Vous voyez que la fabrication des « pourquoi » continue à faire tourner mon usine. J’entreprends ça sur une grande échelle, au risque de me casser la gueule. Le système San-Antonio ! Vous prenez un sujet épineux, vous l’enrobez de questions, vous le laissez mijoter au bain-marie ou au bain turc et vous saupoudrez de réponses valables avant de servir.

C’est simple en théorie, mais, dans la pratique, assez duraille à réussir.

Je me traite de vieille glande surmenée et je me mets à la recherche d’une torche électrique. Justement, il y en a une dans un tiroir de la cuisine.

Je m’en sers pour reluquer un brin les alentours. Tout de suite je ne remarque rien d’insolite, la propriété, nonobstant le cadavre, est nette. Je vais jusqu’à la route. Alors je fais une constatation qui offre certainement un grand intérêt : à partir de l’endroit où la route décrit une courbe pour longer la mer, des empreintes de pas sont visibles dans le sable.
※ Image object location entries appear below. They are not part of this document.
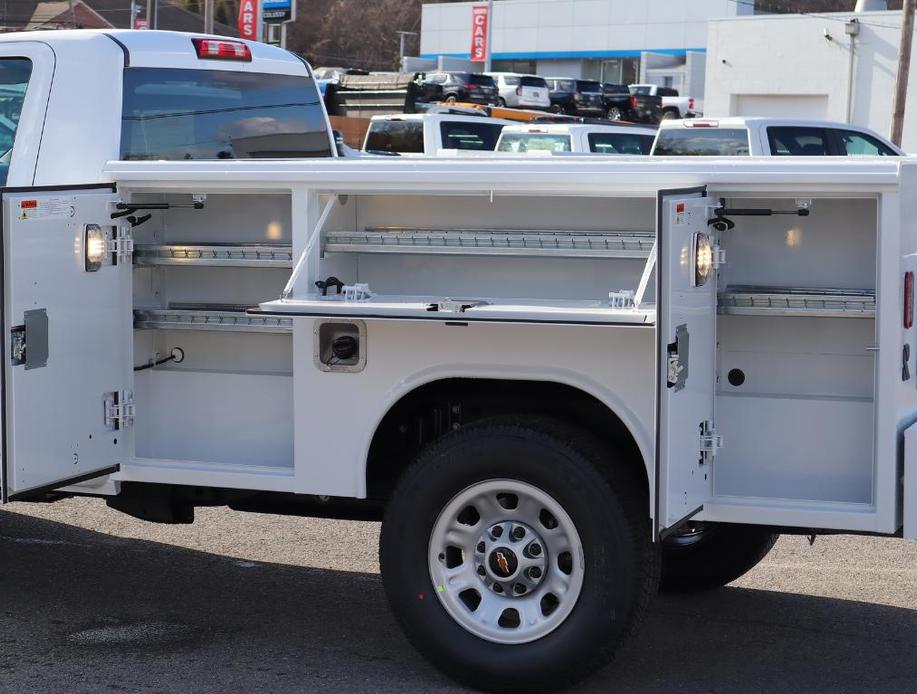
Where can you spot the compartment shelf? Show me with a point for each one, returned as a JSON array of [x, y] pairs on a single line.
[[540, 242], [219, 317], [775, 301], [215, 254]]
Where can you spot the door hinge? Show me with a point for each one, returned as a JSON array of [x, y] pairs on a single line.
[[119, 409], [710, 442], [121, 245]]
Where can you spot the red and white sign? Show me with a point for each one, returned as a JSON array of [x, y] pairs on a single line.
[[249, 14], [479, 29]]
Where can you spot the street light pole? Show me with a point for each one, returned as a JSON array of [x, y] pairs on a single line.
[[490, 30], [904, 67]]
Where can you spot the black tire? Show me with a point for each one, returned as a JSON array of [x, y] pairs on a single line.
[[603, 498], [711, 555]]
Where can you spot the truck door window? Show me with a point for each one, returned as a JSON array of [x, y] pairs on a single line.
[[14, 78], [702, 142], [403, 136], [620, 143], [787, 141], [458, 135], [855, 144], [216, 114]]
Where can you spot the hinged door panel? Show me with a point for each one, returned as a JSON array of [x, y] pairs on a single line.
[[66, 340], [686, 438]]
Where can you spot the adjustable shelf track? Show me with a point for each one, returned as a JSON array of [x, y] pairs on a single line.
[[215, 254], [537, 242], [803, 302], [209, 317]]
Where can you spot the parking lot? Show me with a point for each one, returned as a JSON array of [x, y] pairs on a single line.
[[95, 601]]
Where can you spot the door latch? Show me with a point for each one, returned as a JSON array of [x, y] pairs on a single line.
[[677, 359], [710, 442]]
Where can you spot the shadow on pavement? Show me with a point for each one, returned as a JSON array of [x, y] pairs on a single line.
[[85, 611]]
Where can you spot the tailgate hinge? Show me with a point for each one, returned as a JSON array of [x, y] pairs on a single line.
[[121, 245], [119, 409], [710, 442]]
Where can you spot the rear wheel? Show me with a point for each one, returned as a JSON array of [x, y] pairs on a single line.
[[512, 562], [707, 555]]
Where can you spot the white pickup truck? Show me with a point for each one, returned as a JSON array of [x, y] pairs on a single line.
[[554, 380], [673, 105]]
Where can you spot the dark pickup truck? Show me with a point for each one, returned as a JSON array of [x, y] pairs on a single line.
[[620, 104]]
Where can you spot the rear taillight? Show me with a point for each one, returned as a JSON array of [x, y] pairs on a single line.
[[908, 300], [218, 49]]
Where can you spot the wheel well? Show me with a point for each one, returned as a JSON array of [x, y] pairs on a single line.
[[433, 410]]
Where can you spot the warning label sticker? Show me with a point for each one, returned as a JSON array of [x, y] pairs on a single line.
[[47, 208]]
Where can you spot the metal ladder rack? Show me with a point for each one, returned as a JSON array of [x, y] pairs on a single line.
[[774, 301], [209, 317], [538, 242], [215, 254]]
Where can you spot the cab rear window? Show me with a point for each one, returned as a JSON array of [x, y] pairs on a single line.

Elles vont de la route à la mer… Ou, plus exactement, de la mer à la route, car elles sont à sens unique. J’explore ces traces depuis la route car je ne veux pas les brouiller. Autant que le faisceau de la lampe me permette d’en juger, il y a là les traces de deux hommes.

Ces deux hommes sont venus de la mer… Et ils n’y sont pas retournés. Alors, étant donné qu’il n’y avait qu’une voiture dans la propriété et que cette voiture était là à mon réveil, comment sont-ils partis ?

Là je fais carburer mes méninges, les gars. Entre le cerveau de San-Antonio et un mixer de marque, il n’y a pas plus de différence qu’entre un percepteur et un troupeau de vaches.

Des gars sont venus de la mer. Bath titre pour personne pâle !

Je présenterais ça à Gallimard, il sauterait dessus à pieds joints. Et ces gars se sont évaporés… Il est impensable qu’ils se soient fait la valoche à pince après avoir dessoudé la mignonne.

Il y a un bout de ruban d’ici le next patelin, et puis à la noïe, deux mecs à pied ça se remarque comme une tache de vin sur la frimousse d’une pin-up.

Autre chose. Comment se fait-il qu’ils aient liquidé la Filesco avec un pic ? Ce genre de cure-dent ne se balade pas sur soi.

Je doute que ce pic ait traîné dans l’allée du cottage. En tout cas je ne l’avais pas remarqué. Donc, si l’un des gars avait cet outil à la pogne, c’est qu’il s’en servait. Et à quoi sert un pic, sinon à défoncer le sol ?

Le mieux c’est d’attendre Rowland d’une part, et le jour de l’autre. À deux et à la lumière, comme aurait dit Ponson du Térail, on fait du meilleur job.

Je vais cramponner mon litron de rhum et, pour tuer le temps et mes microbes, comme aurait redit le Ponton du Sérail — je me fais une expédition en port payé.